The film begins in Detroit as five soldiers prepare to deploy. There is a sense in the early going that director Tom Green has his sights set on a 21st century The Deer Hunter as we watch a group of youth from the same hometown prepare to go off to fight their nation’s battles. Unfortunately, the time spent stateside is squandered, and the opportunity for badly needed character development is lost. Sure, two of the five are childhood buddies, and one guy just had a baby, but overall, there is so little shading drawn for any of them that the audience is not emotionally invested in what follows. Who dies and in what order has low-to-no impact. There is more ground truth here than in The Hurt Locker, but it’s not in the service of a greater good.

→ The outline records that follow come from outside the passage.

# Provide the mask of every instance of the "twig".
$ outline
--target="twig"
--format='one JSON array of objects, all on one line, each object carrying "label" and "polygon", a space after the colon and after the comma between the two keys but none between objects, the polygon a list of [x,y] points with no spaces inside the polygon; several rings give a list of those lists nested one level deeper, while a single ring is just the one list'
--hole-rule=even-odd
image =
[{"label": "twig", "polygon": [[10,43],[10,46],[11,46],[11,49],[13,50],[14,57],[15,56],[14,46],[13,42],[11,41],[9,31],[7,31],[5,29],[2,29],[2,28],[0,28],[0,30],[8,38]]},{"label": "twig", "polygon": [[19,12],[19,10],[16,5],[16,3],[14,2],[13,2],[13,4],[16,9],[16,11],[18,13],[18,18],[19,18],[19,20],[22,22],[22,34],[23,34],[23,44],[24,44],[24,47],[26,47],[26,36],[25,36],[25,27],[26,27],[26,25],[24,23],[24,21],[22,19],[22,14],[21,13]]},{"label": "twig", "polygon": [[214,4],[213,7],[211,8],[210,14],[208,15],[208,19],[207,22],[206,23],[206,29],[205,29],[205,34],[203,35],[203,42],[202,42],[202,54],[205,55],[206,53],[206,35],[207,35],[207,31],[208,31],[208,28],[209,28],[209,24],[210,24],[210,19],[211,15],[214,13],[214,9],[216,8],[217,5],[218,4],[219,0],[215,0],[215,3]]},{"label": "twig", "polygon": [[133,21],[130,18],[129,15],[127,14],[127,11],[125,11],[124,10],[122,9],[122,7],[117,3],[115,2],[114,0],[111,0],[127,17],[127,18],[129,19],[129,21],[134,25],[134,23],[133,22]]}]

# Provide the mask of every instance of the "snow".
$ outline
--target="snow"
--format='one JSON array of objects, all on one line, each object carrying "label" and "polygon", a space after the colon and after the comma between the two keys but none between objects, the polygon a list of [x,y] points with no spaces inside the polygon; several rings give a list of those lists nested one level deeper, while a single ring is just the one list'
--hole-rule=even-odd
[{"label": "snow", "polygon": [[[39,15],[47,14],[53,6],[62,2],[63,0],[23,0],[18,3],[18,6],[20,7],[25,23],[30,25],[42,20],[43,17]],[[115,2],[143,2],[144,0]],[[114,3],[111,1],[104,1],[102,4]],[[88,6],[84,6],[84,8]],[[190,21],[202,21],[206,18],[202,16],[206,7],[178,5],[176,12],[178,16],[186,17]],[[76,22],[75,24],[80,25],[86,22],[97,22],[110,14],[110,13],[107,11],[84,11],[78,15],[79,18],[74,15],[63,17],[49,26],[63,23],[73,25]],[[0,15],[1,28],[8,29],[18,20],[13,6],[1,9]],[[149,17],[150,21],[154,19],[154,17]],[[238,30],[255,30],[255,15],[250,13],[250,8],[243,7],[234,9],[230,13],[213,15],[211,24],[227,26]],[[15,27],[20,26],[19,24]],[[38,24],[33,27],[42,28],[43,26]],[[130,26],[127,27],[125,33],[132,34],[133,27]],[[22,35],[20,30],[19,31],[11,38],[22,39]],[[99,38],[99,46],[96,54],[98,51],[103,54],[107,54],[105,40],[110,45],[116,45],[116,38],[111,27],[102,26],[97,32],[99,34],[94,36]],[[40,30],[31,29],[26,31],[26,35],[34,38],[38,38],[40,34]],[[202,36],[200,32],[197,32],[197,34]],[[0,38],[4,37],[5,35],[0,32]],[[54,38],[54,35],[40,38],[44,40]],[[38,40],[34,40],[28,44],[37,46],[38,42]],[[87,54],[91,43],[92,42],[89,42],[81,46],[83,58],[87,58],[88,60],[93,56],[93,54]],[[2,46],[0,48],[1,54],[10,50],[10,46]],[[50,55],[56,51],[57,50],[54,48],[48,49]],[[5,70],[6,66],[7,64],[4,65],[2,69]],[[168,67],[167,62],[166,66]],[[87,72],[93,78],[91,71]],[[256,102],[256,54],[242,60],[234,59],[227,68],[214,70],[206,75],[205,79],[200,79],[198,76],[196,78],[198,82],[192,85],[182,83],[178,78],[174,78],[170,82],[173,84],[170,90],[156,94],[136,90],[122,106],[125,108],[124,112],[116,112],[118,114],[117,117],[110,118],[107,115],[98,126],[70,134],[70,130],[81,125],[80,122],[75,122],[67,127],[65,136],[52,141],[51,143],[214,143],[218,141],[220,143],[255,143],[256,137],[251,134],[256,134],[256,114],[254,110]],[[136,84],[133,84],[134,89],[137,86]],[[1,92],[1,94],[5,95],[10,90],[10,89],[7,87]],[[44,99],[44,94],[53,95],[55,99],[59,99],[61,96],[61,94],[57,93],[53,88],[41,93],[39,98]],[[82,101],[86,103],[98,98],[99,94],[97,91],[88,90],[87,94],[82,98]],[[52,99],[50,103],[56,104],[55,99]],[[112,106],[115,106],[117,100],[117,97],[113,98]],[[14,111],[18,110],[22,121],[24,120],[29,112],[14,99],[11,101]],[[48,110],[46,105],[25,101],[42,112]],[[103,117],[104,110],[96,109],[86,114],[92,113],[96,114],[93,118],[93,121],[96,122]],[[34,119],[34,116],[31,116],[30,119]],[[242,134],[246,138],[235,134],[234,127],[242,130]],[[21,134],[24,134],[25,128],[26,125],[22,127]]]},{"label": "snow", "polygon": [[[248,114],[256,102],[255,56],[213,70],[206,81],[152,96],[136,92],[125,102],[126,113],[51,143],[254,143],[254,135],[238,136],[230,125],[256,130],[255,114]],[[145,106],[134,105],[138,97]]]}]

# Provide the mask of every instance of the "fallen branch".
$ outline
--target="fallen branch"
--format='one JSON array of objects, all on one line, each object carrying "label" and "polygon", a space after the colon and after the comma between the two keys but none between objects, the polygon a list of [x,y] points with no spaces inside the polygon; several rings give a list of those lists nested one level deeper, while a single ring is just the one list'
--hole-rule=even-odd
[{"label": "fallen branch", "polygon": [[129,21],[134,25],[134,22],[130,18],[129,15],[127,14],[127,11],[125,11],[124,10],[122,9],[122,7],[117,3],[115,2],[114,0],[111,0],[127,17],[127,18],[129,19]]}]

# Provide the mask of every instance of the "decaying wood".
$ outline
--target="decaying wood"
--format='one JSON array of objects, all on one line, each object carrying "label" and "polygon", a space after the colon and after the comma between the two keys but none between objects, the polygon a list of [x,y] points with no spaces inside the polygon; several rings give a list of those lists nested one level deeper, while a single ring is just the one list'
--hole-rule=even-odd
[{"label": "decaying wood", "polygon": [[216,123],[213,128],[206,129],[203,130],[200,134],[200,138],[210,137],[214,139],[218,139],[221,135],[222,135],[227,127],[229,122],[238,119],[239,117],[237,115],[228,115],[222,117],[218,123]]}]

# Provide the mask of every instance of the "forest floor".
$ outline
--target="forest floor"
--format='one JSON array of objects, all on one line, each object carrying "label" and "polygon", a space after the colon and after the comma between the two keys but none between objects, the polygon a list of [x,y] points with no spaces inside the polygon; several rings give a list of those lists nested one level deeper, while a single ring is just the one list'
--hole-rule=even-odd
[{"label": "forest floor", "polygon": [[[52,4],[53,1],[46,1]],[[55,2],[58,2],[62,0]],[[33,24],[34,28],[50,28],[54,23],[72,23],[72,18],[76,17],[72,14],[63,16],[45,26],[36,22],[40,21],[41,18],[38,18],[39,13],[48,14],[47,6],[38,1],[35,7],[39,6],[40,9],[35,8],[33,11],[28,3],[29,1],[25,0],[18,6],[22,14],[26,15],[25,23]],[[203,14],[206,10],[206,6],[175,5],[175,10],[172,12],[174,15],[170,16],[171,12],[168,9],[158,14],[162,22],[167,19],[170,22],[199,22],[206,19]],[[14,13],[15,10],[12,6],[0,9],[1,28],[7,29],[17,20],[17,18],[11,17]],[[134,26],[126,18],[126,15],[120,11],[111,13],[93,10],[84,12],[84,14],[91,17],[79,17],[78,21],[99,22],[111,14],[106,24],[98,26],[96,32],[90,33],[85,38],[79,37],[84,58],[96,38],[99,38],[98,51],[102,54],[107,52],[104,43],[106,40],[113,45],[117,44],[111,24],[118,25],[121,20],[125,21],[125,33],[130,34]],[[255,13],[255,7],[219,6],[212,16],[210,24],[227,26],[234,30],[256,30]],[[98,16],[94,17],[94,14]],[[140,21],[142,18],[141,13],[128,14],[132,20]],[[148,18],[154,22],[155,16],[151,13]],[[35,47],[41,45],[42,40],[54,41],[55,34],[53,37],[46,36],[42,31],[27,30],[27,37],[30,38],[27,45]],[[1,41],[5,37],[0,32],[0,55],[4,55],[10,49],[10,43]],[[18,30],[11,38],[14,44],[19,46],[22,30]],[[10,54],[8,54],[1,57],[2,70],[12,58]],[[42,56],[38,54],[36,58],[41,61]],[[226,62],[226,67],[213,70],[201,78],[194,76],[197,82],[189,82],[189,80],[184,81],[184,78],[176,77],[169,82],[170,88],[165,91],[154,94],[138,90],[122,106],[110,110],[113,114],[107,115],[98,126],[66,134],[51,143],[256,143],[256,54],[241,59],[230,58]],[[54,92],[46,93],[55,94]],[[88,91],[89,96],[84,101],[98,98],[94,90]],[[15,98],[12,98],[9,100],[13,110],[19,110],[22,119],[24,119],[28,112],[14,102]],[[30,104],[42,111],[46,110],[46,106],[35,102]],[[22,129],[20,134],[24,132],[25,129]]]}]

Once at the front, they meet their sergeant, Noah Frater (Johnny Harris), who is on his eighth tour. Harris brings the proper look and intensity to the part, but is undone by a script that reduces him over the course of the 123-minute runtime to an irrational, angry authority figure who can do little more than scream about the mission to a group of confused recruits. The “mission” itself, which one expects to be the spine of the story, is to rescue a squad that has gone missing in a zone where the fiercest concentrations of monsters and insurgents overlap. While we might be hoping for Aliens and willing to settle for Platoon, Monsters: Dark Continent gives us neither. The search is an excuse to wander through the Jordanian desert, occasionally encountering friend and foe, with the monsters falling into a separate category. The squad only turns its weapons one time on a creature, which proves to be surprisingly easy to take down considering it is roughly the size of an engorged Val Kilmer.
Still, even with its narrative shortcomings, the epic scale of the film is staggering at times. We see the complete life cycle of the alien, from a dramatic nighttime spawning reminiscent of the conclusion of the first film to a colorful infancy featuring a dramatic and sudden transformation. The adolescent aliens run in herds, an activity captured in scenes that compare favorably to similar ones in Jurassic Park. Monsters: Dark Continent has so much that is so good: the merger of CGI and the Jordanian landscape, the framing and filming of sandstorms and sunsets, and a soundtrack and score perfectly suited to the action on screen.
The final shot of the movie is a gorgeous image that is featured in the trailer for the London Film Festival, where the movie enjoyed its world premiere at the Empire IMAX cinema on Leicester Square. Yet, for all its beauty, the last stunning visual, like almost everything good that precedes it, does not make up for the narrative gaps.
Two and a half stars.
The only reason the trailers popped onto anyone’s radar was because it was a sequel of the first no-budget film the director of Godzilla 2014 made. No surprises.